Discount Rate


The term discount rate in Congressional budgeting, generally refers to the “Federal discount rate”, which is the interest the Federal Reserve charges member financial institutions, such as banks and other depository institutions, to borrow directly from it.

Its more general definition is as a factor in the calculation of present value when analyzing a discounted cash flow.

The Discount Rate (Federal Reserve)

[The following is from the Federal Reserve Policy Tools Page: ]

The Discount Rate

The discount rate is the interest rate charged to commercial banks and other depository institutions on loans they receive from their regional Federal Reserve Bank’s lending facility–the discount window. The Federal Reserve Banks offer three discount window programs to depository institutions: primary credit, secondary credit, and seasonal credit, each with its own interest rate. All discount window loans are fully secured.

Under the primary credit program, loans are extended for a very short term (usually overnight) to depository institutions in generally sound financial condition. Depository institutions that are not eligible for primary credit may apply for secondary credit to meet short-term liquidity needs or to resolve severe financial difficulties. Seasonal credit is extended to relatively small depository institutions that have recurring intra-year fluctuations in funding needs, such as banks in agricultural or seasonal resort communities.

The discount rate charged for primary credit (the primary credit rate) is set above the usual level of short-term market interest rates. (Because primary credit is the Federal Reserve’s main discount window program, the Federal Reserve at times uses the term “discount rate” to mean the primary credit rate.) The discount rate on secondary credit is above the rate on primary credit. The discount rate for seasonal credit is an average of selected market rates. Discount rates are established by each Reserve Bank’s board of directors, subject to the review and determination of the Board of Governors of the Federal Reserve System. The discount rates for the three lending programs are the same across all Reserve Banks except on days around a change in the rate.

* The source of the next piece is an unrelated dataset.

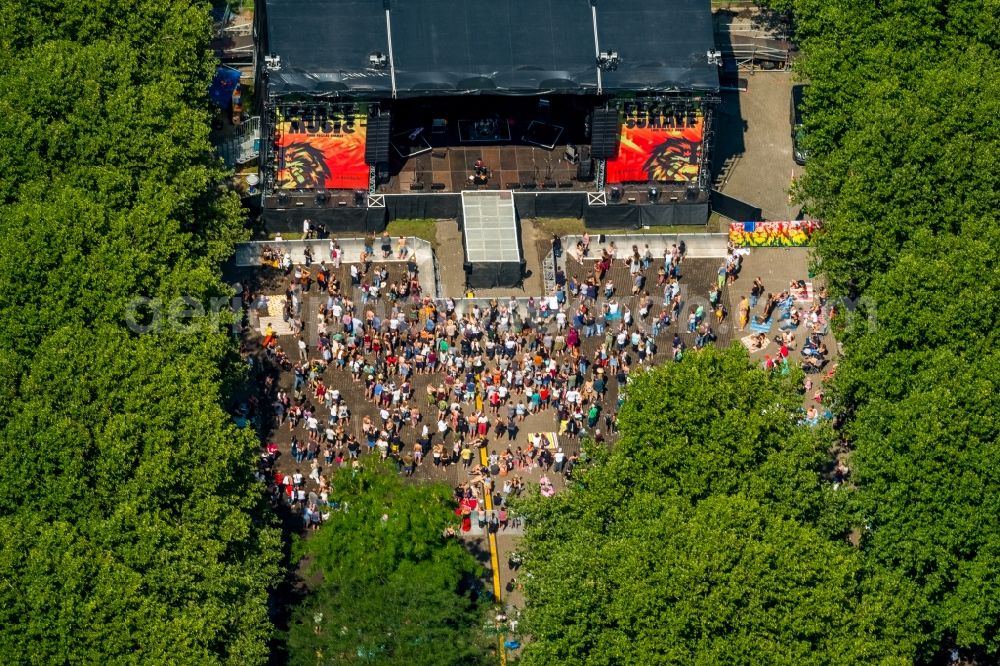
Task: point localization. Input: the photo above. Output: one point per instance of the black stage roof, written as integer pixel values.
(520, 47)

OMB Circular No. A-94 (Revised)

OMB Circular No. A-94

Guidelines and Discount Rates for Benefit-Cost Analysis of Federal Programs

[The following are the introductory paragraphs from the Circular A-94, but the entire documents need to be considered in its entirety. Emphasis in text added]

1. Purpose. The goal of this Circular is to promote efficient resource allocation through well-informed decision-making by the Federal Government. It provides general guidance for conducting benefit-cost and cost-effectiveness analyses. It also provides specific guidance on the discount rates to be used in evaluating Federal programs whose benefits and costs are distributed over time. The general guidance will serve as a checklist of whether an agency has considered and properly dealt with all the elements for sound benefit-cost and cost-effectiveness analyses.

2. Rescission. This Circular replaces and rescinds Office of Management and Budget (OMB) Circular No. A-94, “Discount Rates to Be Used in Evaluating Time-Distributed Costs and Benefits,” dated March 27, 1972, and Circular No. A-104, “Evaluating Leases of Capital Assets,” dated June 1, 1986, which has been rescinded. Lease-purchase analysis is only appropriate after a decision has been made to acquire the services of an asset. Guidance for lease-purchase analysis is provided in Section 8.c.(2) and Section 13.

3. Authority. This Circular is issued under the authority of 31 U.S.C. Section 1111 and the Budget and Accounting Act of 1921, as amended.

OMB Circular No. A-94: Guidelines and Discount Rates for Benefit-Cost Analysis of Federal Programs (OMB) October 29, 1992

OMB Circular A-94, “Guidelines and Discount Rates for Benefit-Cost Analysis of Federal Programs” (10/29/1992):

GAO Glossary of Terms and Definition (September 2005)

Discount Rate (Economics Term)

One of the following:

(1) The interest rate used to determine the present value of a future stream of receipts and outlays, or in cost-benefit analysis, of benefits and This use of the term is completely distinct from that in monetary policy, and the interest rates involved are generally not those charged by Federal Reserve Banks.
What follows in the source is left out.